Observemos, porém, que somente as palavras das línguas originais (hebraico,
aramaico, grego) foram assim iluminadas. As traduções bíblicas não gozam do carisma
da inspiração. Por isto, quando desejamos estudar a Bíblia, devemos certificar-nos de
que estamos usando uma tradução fiel e equivalente aos originais. Além disto, é
absolutamente necessário levar em conta o gênero literário do respectivo texto, como
se verá abaixo.
Lição 2: Gêneros literários
2.1. Gêneros literários: noção
Se a Bíblia é a Palavra de Deus revestida da linguagem humana, entende-se que ela
utiliza os gêneros literários ou os artifícios do linguajar dos homens.
Gênero literário é o conjunto de normas de vocabulário e sintaxe que se usam
habitualmente para abordar algum assunto. Assim o assunto "leis" tem seu gênero
literário próprio (claro e conciso, para que ninguém se possa desculpar por não haver
entendido a lei); a poesia tem seu gênero literário antitético ao das leis (é metafórica,
reticente, subjetiva...); uma crônica tem seu gênero próprio, que é diferente do de uma
carta; uma carta comercial é diferente de uma carta de família, uma fábula é diferente
de uma peça histórica, etc.
Ora na Bíblia temos os gêneros literários dos antigos judeus e gregos; existe por
exemplo, a história no sentido estrito do termo (1° Macabeus), a história edificante ou
midraxe ou ainda hagadá (Tobias, Judite, Ester, Rute), a história em estilo popular
(como a de Sansão em Juízes, 13,1-16,31), a parábola (Mt 13,1-51; Lc 15,1-32), a
alegoria (Jo 15,1-6), a lei (Ex 20,1-17), a poesia (Isaías 5,1-7), o apocalipse (Mt 24,4-
44) ; merece especial atenção a história etiológica ou a história narrada em vista de
propor a causa (aitía, em grego) de um fato estranho (assim Gn 19,30-38 explica pelo
incesto das filhas de Lote a inimizade existente entre Israel e os povos de Amon e
Moab; tais povos seriam filhos do pecado)...

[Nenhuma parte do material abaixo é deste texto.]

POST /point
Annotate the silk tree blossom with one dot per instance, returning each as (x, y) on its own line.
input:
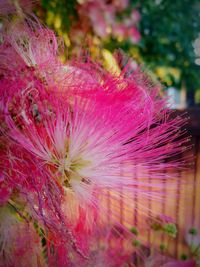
(75, 134)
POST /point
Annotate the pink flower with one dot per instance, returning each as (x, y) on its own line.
(188, 263)
(76, 132)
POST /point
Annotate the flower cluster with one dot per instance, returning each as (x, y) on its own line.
(107, 19)
(70, 135)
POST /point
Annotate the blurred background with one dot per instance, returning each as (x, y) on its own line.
(162, 36)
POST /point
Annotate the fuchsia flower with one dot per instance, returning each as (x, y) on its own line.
(75, 132)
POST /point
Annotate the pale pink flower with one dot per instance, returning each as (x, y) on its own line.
(77, 133)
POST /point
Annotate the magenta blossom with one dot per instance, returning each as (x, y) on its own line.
(74, 133)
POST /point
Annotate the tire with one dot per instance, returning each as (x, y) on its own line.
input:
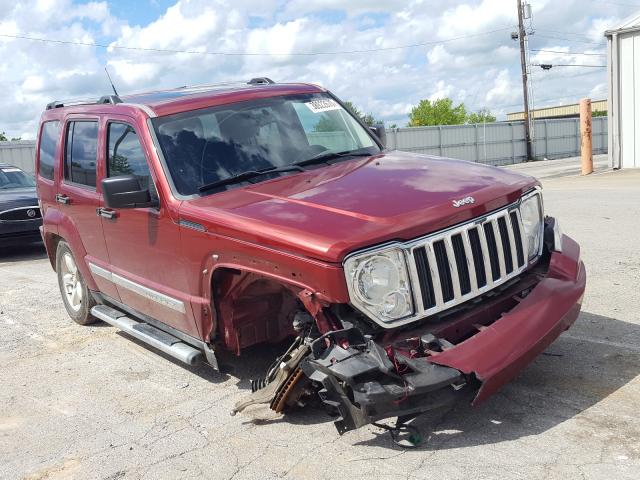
(75, 295)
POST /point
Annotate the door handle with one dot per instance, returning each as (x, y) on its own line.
(63, 199)
(106, 213)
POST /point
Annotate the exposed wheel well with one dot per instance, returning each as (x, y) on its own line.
(51, 243)
(252, 308)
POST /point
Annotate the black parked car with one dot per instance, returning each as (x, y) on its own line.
(20, 216)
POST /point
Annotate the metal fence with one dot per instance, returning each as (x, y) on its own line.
(21, 154)
(500, 143)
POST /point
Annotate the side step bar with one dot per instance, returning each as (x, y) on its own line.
(148, 334)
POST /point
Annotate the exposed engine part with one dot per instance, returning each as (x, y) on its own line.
(258, 383)
(403, 434)
(277, 381)
(291, 391)
(366, 382)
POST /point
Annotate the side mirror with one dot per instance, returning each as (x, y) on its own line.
(124, 191)
(380, 132)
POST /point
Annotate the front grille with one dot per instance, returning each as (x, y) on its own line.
(20, 214)
(464, 262)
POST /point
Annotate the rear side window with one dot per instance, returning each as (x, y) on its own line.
(126, 156)
(81, 152)
(48, 144)
(125, 153)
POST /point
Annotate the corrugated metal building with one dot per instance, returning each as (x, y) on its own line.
(624, 103)
(560, 111)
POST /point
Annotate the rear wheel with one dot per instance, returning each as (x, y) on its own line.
(75, 294)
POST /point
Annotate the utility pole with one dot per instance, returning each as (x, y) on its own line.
(525, 80)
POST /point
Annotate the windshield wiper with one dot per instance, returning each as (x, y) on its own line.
(323, 157)
(249, 175)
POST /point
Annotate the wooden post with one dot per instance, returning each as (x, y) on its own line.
(586, 146)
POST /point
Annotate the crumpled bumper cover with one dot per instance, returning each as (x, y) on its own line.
(364, 381)
(499, 352)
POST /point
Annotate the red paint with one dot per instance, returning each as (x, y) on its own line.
(267, 247)
(500, 351)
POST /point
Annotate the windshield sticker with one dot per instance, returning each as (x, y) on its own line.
(324, 105)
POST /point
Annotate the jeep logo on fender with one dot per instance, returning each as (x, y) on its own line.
(464, 201)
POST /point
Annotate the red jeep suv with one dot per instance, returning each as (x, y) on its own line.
(222, 216)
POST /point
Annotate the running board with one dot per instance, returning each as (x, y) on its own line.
(148, 334)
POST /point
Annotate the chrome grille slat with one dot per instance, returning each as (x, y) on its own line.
(512, 242)
(523, 239)
(485, 256)
(470, 260)
(453, 268)
(437, 289)
(498, 237)
(441, 271)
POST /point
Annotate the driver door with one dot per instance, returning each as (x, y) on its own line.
(144, 243)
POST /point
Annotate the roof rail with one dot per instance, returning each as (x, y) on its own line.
(261, 81)
(106, 99)
(112, 99)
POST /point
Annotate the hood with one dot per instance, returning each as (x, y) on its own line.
(331, 211)
(18, 197)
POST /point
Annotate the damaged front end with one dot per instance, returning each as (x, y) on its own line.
(365, 382)
(364, 374)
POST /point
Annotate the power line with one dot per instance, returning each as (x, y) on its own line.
(562, 32)
(568, 53)
(548, 66)
(247, 54)
(635, 5)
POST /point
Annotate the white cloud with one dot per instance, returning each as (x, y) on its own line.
(482, 70)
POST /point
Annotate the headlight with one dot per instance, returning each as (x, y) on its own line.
(531, 214)
(379, 284)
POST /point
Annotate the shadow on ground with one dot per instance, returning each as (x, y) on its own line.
(34, 251)
(572, 375)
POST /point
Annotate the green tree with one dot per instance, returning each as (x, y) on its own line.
(437, 112)
(481, 116)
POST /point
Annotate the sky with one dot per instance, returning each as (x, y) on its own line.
(384, 56)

2.2. Gêneros literários: interpretação1
Se cada gênero literário supõe regras próprias de vocabulário e redação, compreende-
se que cada qual tem também suas regras de interpretação próprias. Não me é licito
entender uma poesia (cheia de imagens) como entendo uma lei (que deve ser clara e
sem imagens). Uma das principais causas de erros na interpretação da Bíblia está em
que muitas pessoas querem tomar tudo ao pé da letra ou tomar tudo em sentido
figurado.
*** Comentar sobre o método usado pela RCC: Josué, 1: 5 – 9; Deuteronômios, 21: 18
– 21;
Antes da interpretação ou da utilização de algum livro sagrado, devo certificar-me do
respectivo gênero literário: estou diante de uma poesia?... diante de uma crônica?
Crônica de guerra? Crônica de família? Crônica de corte real? Por exemplo: Gn 1,1
-2,4ª, é poesia ou hino litúrgico, e não um relato científico. Estou obrigado a não tomar
essa seção ao pé da letra para não trair o autor ou não lhe atribuir o que ele não queria
dizer. Mas a narração da última Ceia em Mt 26,17-29 é relato histórico, que tenho de
entender ao pé da letra para não trair o autor.
Não é licito, de antemão ou antes da abordagem criteriosa do texto, "definir" o
respectivo gênero literário, como quem diz: "Eu acho que isto é poesia", ou "Para mim,
isto é uma tradição folclórica". Mas é preciso que o leitor se informe objetivamente a
respeito do gênero literário do livro que está para ler, a fim de entender o livro segundo
os critérios de redação adotados pelo autor. Tal informação pode ser colhida nas
Introduções que as edições da Bíblia apresentam antes de cada livro sagrado. Não é
necessário que todo leitor da Escritura conheça as línguas originais e sua variedade de
expressionismos, mas basta que leia a Escritura com alguma iniciação, que pode ser
facilmente encontrada. Todos compreenderão que não se pode ler a Bíblia escrita do
século XIII antes de Cristo até o século I depois de Cristo como se leria um jornal de
hoje.
1 - Interpretação = explicação, comentário.